What we are not being told about new drinking guidelines

Despite the National Health and Medical Research Council (NHMRC) creating headlines with a recommendation to consume no more than 10 drinks a week to reduce your risk of harm from alcohol, new analysis has revealed Australian drinkers could consume up to 28 drinks a week and still have no greater risk of death than that of a lifetime teetotaller. 

The information comes from the government funded research used to underpin NHMRC draft guidelines, however, this important information [1] was not included in the draft report. 

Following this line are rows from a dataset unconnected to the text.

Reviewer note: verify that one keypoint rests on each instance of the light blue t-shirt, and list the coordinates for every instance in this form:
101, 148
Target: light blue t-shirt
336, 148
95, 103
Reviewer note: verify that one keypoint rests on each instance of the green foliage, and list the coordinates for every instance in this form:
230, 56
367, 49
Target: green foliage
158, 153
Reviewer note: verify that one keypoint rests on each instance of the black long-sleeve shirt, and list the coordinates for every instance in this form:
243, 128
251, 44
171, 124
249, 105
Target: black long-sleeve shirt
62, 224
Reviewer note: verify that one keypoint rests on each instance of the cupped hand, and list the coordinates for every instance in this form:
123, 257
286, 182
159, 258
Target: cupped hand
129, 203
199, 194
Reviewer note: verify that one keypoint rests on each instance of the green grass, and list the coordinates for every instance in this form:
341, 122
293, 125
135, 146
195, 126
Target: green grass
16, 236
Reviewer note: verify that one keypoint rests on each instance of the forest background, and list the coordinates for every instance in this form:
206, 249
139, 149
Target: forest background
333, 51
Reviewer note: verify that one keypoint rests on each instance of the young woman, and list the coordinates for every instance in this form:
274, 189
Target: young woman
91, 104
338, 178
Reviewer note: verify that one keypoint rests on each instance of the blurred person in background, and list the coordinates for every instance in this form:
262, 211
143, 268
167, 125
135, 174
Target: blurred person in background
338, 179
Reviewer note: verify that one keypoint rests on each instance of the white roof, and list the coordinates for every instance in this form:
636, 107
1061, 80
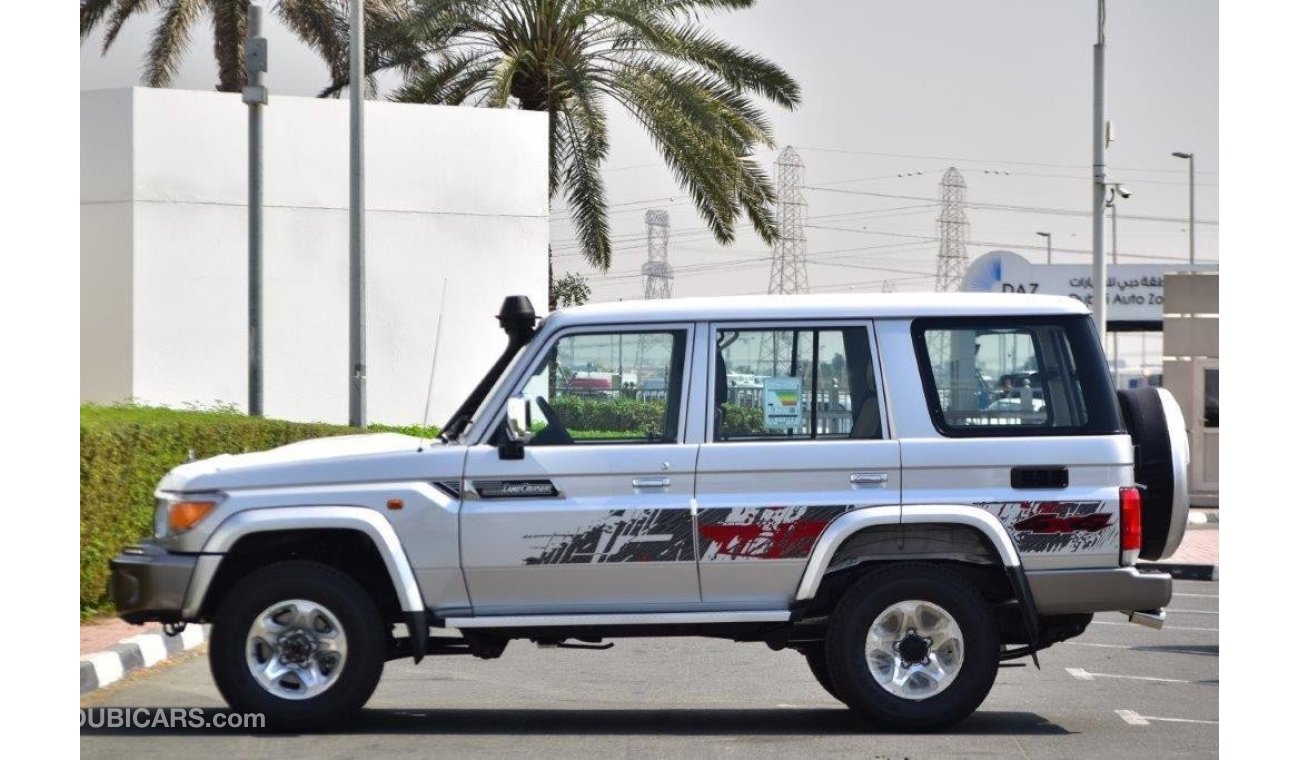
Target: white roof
819, 307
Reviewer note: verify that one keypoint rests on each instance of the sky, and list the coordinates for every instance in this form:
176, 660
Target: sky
893, 95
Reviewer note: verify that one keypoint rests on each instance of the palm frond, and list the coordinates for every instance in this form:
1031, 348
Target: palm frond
170, 38
450, 79
584, 192
122, 12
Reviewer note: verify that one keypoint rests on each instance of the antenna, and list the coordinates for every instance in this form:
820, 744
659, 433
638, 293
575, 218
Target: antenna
433, 367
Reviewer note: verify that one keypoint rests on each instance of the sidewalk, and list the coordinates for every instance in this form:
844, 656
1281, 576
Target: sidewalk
1196, 559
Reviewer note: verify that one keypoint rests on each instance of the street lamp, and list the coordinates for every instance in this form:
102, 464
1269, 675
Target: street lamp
1116, 191
1048, 235
356, 220
1191, 204
1114, 217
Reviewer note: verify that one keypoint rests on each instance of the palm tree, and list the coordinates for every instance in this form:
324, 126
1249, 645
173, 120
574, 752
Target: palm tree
571, 59
320, 24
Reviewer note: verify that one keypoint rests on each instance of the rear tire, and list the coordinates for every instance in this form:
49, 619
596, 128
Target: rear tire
313, 629
931, 655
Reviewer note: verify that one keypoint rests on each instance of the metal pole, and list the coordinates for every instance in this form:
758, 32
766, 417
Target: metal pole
356, 226
1114, 231
1191, 208
255, 95
1099, 172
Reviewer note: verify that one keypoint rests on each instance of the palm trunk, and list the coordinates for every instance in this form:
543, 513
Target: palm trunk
230, 26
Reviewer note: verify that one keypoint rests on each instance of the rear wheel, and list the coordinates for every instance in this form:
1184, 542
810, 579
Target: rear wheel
299, 642
913, 647
817, 663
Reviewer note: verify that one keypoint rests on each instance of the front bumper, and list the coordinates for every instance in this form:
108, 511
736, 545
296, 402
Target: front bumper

10 drinks a week was chosen by authorities as the representative safe drinking level for all Australians, but is based on a different risk profile and only drinking 3 days a week – a serious departure from previous Guidelines which gave recommendations for drinking across 7 days of the week.  

Alcohol Beverages Australia CEO Andrew Wilsmore said: “This is not a call for Australians to drink more but a call for transparent advice to ensure Australian men and women are fully informed of the risks based on the number of occasions they choose to drink in a week. 

 Most Australians drink alcohol for enjoyment, relaxation and sociability, and do so responsibly. The NHMRC drinking guidelines which help determine harmful levels of consumption are extremely important and must have credibility within both the health community and the public. 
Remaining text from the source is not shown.